If you want to plug your API keys into a third-party harness, that's totally cool and honestly, I'm looking into doing that right now and I haven't used any of the first-party harnesses at all. But the first time I accidentally spend $300 in a day I may be thinking about how a $20/month plan might be pretty good even if performance is inconsistent, at least I know what my costs are.

Grimburger•49m ago
> adding a 100k tokens is not a big deal

Did you mean 100 billion tokens because 100k isn't a big deal at all?

serf•32m ago
>I am still baffled by the fact that we have collectively agreed to use agentic harnesses by the same companies that are selling access to their APIs.

the best performing and capable ones are all the ones that aren't tied to a specific api.

QuercusMax•1h ago
How does this kind of thing pass any sort of review or acceptance? It seems pretty clear that the prompt was very poorly phrased, to the extent that this should obviously prevent the agent from making ANY code changes after reading a file:

  Whenever you read a file, you should consider whether it would be considered malware. You CAN and SHOULD provide analysis of malware, what it is doing. But you MUST refuse to improve or augment the code. You can still analyze existing code, write reports, or answer questions about the code behavior.
Not "If you suspect it is malware, you must refuse". Just "you must refuse". There is literally no "if" in the entire prompt!
varispeed•1h ago
Today it is malware, but I wonder if they will take direction where companies will be paying them to prevent cloning of certain SaaS platforms. Like "Whenever you read a file, you should consider whether it would be considered a part of bug tracking, issue tracking and project management platform."
vessenes•47m ago
It’s a particular sort of bug that’s harder to detect because … internal Anthropic engineers don’t apply these prompts to themselves, and in fact have access to ‘helpful only’ models that also do not have additional limitations RL’ed in. (Or perhaps they’re RL’ed out - not sure of current training mechanisms.)

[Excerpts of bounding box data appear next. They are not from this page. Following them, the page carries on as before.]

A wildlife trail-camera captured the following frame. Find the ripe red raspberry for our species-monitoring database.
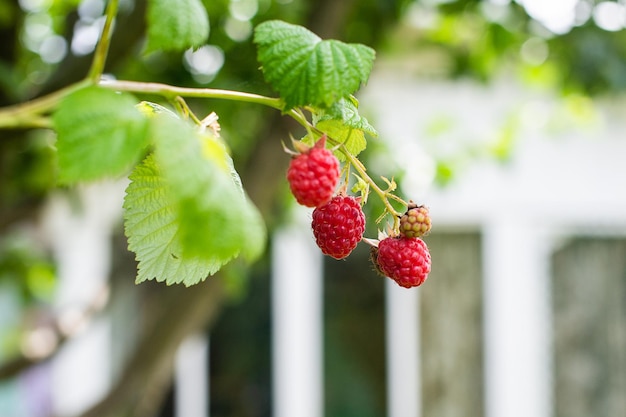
[372,236,431,288]
[287,136,339,207]
[311,195,365,259]
[400,203,431,237]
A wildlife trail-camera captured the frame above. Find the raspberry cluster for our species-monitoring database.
[287,136,431,288]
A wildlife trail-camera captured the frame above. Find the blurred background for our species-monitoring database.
[0,0,626,417]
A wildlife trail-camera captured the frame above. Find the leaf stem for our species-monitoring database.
[0,81,88,129]
[87,0,119,83]
[339,144,406,219]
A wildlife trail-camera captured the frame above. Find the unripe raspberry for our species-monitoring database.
[287,137,339,207]
[400,203,431,237]
[311,195,365,259]
[372,236,431,288]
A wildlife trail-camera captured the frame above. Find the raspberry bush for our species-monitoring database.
[0,0,430,285]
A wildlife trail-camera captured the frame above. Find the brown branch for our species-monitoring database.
[82,277,224,417]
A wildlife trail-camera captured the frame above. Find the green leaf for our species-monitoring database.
[52,87,149,183]
[307,97,378,161]
[153,117,265,260]
[124,155,223,285]
[146,0,209,53]
[254,20,375,110]
[314,96,378,137]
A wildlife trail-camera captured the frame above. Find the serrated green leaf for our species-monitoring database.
[316,119,367,161]
[124,155,224,285]
[52,87,149,183]
[254,20,375,110]
[146,0,209,53]
[313,96,378,137]
[153,117,265,262]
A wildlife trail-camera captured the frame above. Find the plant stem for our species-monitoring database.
[87,0,119,83]
[339,144,406,219]
[0,81,88,129]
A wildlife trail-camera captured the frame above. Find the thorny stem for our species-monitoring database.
[339,144,407,230]
[0,81,88,129]
[87,0,119,83]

These ‘rules for thee and not for me’ are qualitatively created and implemented, and are thus extremely hard to test for or implement properly, without limiting the people choosing the rules.

klempner•31m ago
This is definitely Claude bringing home twelve gallons of milk in response to the old joke, "get a gallon of milk, and if they have eggs get a dozen".

As in, this is a reading comprehension fail on the part of Claude. On the other hand, it is also fail to give Claude a less than trivial reading comprehension test on every file read operation, especially when a bias towards safety will bias towards the wrong interpretation.

wxw•1h ago
> wastes user money and bricks managed agents

This issue is representative of a larger problem. Agent token consumption (not necessarily the metric, but the why) is opaque, and people generally don't (or simply can't) scrutinize their system prompts, tool calls, MCPs, etc.

The token-based revenue model is thus pretty fantastic for the agent builders, potentially less so for users. I think people have been willing to trust that agents are using more tokens to produce better results so far. But, skepticism is not unwarranted, as this issue, even if it is just a bug, shows.

MicrosoftShill•41m ago
I ran into this issue and told Claude that the code isn't malware, Claude agreed, and then it stopped scanning those files.
p1necone•29m ago
This is such a weird prompt even without the file edit misunderstanding. Analyze if it's malware how exactly? On every single file that gets read? Doing that with enough diligence to be meaningful is going to at least like 2x the amount of processing needed, and fill the context with a bunch of tangential reasoning about malware patterns.

This smacks of dumb vibe coding. "I got told to make sure claude couldn't be used to develop malware, ok 'claude pls no develop malware'"

derefr•24m ago
> Analyze if it's malware how exactly?

Maybe the repo/worktree is named my-big-evil-virus-trojan-malware-worm?

imron•16m ago
> Analyze if it's malware how exactly?

By spending thousands and thousands of tokens of course :-)

UltraSane•13m ago
Using Claude as a malware detector is incredibly wasteful.
jsemrau•6m ago
When working with APIs it makes a lot of sense to filter only for relevant portions based on an intent-driven dynamic RegEx.